30 January 2010

The Ache of Lost Prophets

Thursday was a sad day as I was informed of the passing of JD Salinger. A good friend called me at work and the sinking feeling that prevailed in the wake of the news was almost too much to bear.

It isn't that his is an untimely death - the man was 91 - but that it marks yet another loss in the artistic community. In fact, my emotions on Thursday and the days that followed have been reminiscent of similar losses. Less like David Foster Wallace or Jeff Buckley, more like Madeleine L'Engle or Kurt Vonnegut.

I'm reminded of Reva's lecture, what's now so long ago, and her grief after Vonnegut. Upon hearing of his death, she lamented to her husband of all the prophets dying off - the world barren of truth tellers. Wisely he replied that others would surface. Indeed the world waits for a new generation of prophets.

Why is it that we ache for them? Continue to recognize our need? I believe they are vital because they continue to paint the ways we can redeem the world. Art is a form of redemption, no matter its form, and when another craftsman leaves us, the vacancy is felt with such weight, and it is difficult to hope for the void to be filled again.

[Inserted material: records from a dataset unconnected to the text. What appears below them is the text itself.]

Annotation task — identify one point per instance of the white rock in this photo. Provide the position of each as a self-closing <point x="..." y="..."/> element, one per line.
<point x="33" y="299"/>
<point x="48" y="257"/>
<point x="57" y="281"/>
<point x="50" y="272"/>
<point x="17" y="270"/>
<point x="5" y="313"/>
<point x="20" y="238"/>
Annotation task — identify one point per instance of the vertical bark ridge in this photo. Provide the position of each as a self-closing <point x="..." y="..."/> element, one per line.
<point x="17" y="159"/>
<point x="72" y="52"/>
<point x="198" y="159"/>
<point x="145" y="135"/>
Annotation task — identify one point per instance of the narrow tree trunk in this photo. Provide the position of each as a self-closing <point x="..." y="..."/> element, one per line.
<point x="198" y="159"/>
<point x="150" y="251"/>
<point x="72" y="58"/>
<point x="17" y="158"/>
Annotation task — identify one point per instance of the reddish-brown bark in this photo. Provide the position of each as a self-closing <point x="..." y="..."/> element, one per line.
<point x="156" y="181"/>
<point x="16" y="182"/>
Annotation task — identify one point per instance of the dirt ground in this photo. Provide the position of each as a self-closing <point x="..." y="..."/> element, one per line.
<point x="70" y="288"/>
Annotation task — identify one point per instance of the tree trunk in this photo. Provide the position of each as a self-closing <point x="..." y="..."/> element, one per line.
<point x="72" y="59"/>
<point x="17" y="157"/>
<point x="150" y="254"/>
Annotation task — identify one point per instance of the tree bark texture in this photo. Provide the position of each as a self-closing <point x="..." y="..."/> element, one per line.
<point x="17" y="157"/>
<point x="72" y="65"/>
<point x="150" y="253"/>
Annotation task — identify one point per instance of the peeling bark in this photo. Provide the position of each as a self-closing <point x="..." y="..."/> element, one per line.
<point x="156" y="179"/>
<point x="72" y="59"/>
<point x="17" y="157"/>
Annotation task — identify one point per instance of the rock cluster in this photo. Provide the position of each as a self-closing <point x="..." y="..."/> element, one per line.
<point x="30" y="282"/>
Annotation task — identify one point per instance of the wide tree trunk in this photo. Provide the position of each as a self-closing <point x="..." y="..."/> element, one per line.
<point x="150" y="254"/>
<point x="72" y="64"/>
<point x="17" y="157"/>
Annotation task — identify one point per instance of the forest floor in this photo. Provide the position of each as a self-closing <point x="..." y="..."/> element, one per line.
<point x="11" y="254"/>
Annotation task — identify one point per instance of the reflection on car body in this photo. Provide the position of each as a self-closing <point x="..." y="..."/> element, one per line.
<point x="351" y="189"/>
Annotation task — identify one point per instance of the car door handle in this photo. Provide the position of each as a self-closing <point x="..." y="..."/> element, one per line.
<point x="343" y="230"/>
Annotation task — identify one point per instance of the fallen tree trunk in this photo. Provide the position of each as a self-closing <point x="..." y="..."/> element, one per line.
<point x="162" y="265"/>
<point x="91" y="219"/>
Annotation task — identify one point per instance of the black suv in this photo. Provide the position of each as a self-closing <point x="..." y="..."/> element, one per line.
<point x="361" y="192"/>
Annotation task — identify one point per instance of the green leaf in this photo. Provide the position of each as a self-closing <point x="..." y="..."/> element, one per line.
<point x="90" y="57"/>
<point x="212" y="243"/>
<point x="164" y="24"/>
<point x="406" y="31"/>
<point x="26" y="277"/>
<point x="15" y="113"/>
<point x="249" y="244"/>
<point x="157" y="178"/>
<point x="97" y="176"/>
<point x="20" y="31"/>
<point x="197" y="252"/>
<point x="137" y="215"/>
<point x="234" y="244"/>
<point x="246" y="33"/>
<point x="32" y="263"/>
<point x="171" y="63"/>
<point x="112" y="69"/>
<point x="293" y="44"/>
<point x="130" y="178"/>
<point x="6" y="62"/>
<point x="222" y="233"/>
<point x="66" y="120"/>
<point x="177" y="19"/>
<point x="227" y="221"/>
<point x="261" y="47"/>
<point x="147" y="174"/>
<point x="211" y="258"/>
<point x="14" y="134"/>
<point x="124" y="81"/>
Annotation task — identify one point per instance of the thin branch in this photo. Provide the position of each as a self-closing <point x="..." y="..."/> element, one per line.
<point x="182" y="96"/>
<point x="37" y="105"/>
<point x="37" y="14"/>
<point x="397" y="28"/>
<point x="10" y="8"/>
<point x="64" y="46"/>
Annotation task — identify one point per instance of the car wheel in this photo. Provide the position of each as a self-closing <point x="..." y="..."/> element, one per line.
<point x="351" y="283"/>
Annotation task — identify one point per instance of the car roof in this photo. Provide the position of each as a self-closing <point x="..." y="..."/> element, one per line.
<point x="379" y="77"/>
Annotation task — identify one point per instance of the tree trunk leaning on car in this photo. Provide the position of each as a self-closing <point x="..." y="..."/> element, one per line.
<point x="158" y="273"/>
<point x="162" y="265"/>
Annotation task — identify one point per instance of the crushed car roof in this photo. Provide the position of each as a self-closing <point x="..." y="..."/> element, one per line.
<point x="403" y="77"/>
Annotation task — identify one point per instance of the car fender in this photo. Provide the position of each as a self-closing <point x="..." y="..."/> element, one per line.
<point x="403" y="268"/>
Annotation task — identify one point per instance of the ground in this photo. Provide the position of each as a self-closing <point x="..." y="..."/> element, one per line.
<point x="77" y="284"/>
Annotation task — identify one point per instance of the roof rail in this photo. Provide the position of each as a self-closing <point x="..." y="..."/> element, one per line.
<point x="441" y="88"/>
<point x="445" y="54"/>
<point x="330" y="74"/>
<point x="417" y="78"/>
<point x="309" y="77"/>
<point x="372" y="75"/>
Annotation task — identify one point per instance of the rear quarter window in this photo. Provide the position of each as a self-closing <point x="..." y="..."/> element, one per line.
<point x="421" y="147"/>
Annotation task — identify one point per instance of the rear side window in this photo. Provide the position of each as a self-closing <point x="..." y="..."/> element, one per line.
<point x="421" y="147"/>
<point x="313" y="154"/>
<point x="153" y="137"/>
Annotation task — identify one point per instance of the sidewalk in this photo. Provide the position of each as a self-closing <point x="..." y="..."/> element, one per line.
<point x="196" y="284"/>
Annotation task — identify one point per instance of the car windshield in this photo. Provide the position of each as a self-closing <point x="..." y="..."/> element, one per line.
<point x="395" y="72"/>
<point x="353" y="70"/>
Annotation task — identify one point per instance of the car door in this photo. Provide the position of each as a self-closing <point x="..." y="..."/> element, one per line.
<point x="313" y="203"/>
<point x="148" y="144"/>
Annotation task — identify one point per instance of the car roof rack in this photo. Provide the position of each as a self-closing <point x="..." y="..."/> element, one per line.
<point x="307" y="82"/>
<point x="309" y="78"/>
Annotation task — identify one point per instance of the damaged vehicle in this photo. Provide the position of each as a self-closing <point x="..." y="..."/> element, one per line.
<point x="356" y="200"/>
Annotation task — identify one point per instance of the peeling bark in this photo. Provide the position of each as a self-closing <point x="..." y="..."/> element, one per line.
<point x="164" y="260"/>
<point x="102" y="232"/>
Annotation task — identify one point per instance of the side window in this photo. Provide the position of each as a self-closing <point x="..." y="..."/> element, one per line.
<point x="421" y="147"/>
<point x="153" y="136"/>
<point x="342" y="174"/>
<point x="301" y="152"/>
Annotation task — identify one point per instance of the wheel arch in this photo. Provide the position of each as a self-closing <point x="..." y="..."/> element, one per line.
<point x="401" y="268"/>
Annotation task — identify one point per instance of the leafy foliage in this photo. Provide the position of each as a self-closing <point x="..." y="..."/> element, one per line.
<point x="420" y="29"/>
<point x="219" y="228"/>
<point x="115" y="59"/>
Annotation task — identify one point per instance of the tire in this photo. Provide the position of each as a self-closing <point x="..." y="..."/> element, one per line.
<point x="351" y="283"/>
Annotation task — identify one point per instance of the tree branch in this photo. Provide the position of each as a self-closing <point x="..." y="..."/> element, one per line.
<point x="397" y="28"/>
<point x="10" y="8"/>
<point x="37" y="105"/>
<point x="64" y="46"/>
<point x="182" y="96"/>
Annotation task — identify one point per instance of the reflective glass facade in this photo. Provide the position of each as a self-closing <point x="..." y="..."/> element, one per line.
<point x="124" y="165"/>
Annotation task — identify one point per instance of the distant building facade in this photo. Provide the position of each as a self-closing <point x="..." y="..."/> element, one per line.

Indeed with all the technological advances shoving us away from traditional means in which to make art (it's somewhat miraculous any of us commits real pen to real paper anymore) we wonder, if not publicly, in our own heads, if we are the last ones who will continue the tradition. Will the prophets, the artists, eventually die out?

Coming to this question, or this realization, does more than sober, it terrifies. Art is a shining light in a world so often dimmed by fads and frequencies, vapid entertainment distracting us from the true, the whole, the beautiful.

For today, the gift of the prophets, the storytellers, the artists, is still with us. Recognition and gratitude are how I choose to respond, even in my grieving the loss of another.